Дух быстро перевернул страницы.

«Вчера полиция установила личность пострадавшего в дорожно-транспортном происшествии в прошлый четверг. Это Аарон Кляйнфелдер, проживающий на Риверсайд-драйв, 49.

По свидетельству очевидцев, компьютерный программист пересекал перекресток Риверсайд-драйв и Восемьдесят первой улицы в полпятого вечера, когда он был сбит угнанным мини-автобусом.

Кляйнфелдер был помещен в больницу Святого Луки. Вчера вечером врач сообщил, что он по-прежнему находится в коме, но отказался делать прогнозы относительно возможности полного выздоровления».

Дух закрыл газету и уставился в пространство. «Проклятье! Что стоило прочитать газету за прошлую пятницу или позвонить в больницу? Очень мило узнать неделю спустя после дела, что парень все еще жив. Боже».

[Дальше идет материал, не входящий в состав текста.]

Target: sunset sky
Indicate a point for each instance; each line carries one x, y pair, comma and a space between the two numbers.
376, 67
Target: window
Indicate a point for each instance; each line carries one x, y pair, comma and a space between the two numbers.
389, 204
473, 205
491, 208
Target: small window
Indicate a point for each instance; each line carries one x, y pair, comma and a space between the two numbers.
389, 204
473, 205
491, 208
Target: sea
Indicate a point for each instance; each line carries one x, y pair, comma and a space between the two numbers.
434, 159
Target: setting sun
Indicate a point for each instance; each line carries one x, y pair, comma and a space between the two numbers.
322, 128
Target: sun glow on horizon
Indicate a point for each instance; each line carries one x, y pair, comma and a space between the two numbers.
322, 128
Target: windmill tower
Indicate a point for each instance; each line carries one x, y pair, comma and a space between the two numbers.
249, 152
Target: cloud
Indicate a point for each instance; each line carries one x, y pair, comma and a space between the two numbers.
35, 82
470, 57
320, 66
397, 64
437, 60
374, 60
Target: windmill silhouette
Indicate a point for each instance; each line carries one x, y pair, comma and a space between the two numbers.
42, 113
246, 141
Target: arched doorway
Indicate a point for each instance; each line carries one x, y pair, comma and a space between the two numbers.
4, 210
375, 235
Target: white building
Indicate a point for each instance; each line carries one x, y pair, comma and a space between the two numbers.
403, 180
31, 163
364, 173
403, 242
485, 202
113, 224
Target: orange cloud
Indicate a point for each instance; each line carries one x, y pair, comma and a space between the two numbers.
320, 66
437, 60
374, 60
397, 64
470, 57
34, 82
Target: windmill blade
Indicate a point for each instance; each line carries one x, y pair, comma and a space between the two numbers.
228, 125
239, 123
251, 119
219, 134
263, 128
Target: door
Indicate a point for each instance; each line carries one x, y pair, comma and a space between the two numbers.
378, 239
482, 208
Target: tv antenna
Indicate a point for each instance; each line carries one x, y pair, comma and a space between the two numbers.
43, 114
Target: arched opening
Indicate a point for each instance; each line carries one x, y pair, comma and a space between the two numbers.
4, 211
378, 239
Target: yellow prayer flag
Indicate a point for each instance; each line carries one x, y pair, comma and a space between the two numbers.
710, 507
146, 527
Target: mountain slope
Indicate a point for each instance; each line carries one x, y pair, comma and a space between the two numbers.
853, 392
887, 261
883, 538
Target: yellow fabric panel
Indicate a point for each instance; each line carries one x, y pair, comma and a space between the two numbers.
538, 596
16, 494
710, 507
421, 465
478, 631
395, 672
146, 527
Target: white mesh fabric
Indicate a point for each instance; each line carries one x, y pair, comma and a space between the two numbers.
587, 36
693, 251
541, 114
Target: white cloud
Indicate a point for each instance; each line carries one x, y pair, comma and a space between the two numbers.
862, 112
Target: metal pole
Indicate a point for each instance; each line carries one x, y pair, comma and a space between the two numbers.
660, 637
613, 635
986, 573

Дух думал, что получит выволочку, но клиент отреагировал неожиданно. Не было ни угроз, ни проклятий. Решительный голос властно произнес:

– Вы правильно сделали, что поставили нас в известность.

– И как мне разобраться с этим делом, по-вашему? Я могу прикончить его в больнице или подождать, пока он сам сдохнет. Оставляю это на ваше усмотрение.

После паузы голос ответил:

– Пока ничего не делайте, только следите за его состоянием. Кто знает? Он может выходить из комы и семь дней, и семь лет. Вполне возможно, что он так и умрет в бессознательном состоянии. Но, если он выйдет из комы, немедленно принимайте меры. С другой стороны, пока он без сознания, я не вижу оснований для привлечения ненужного внимания.

– Я буду справляться в больнице ежедневно, и у нас больше не будет неприятных неожиданностей.

– Отлично, и не забывайте держать меня в курсе. На этих словах клиент дал отбой.

Дух опустил еще одну монетку, набрал номер справочной и узнал телефон больницы Святого Луки.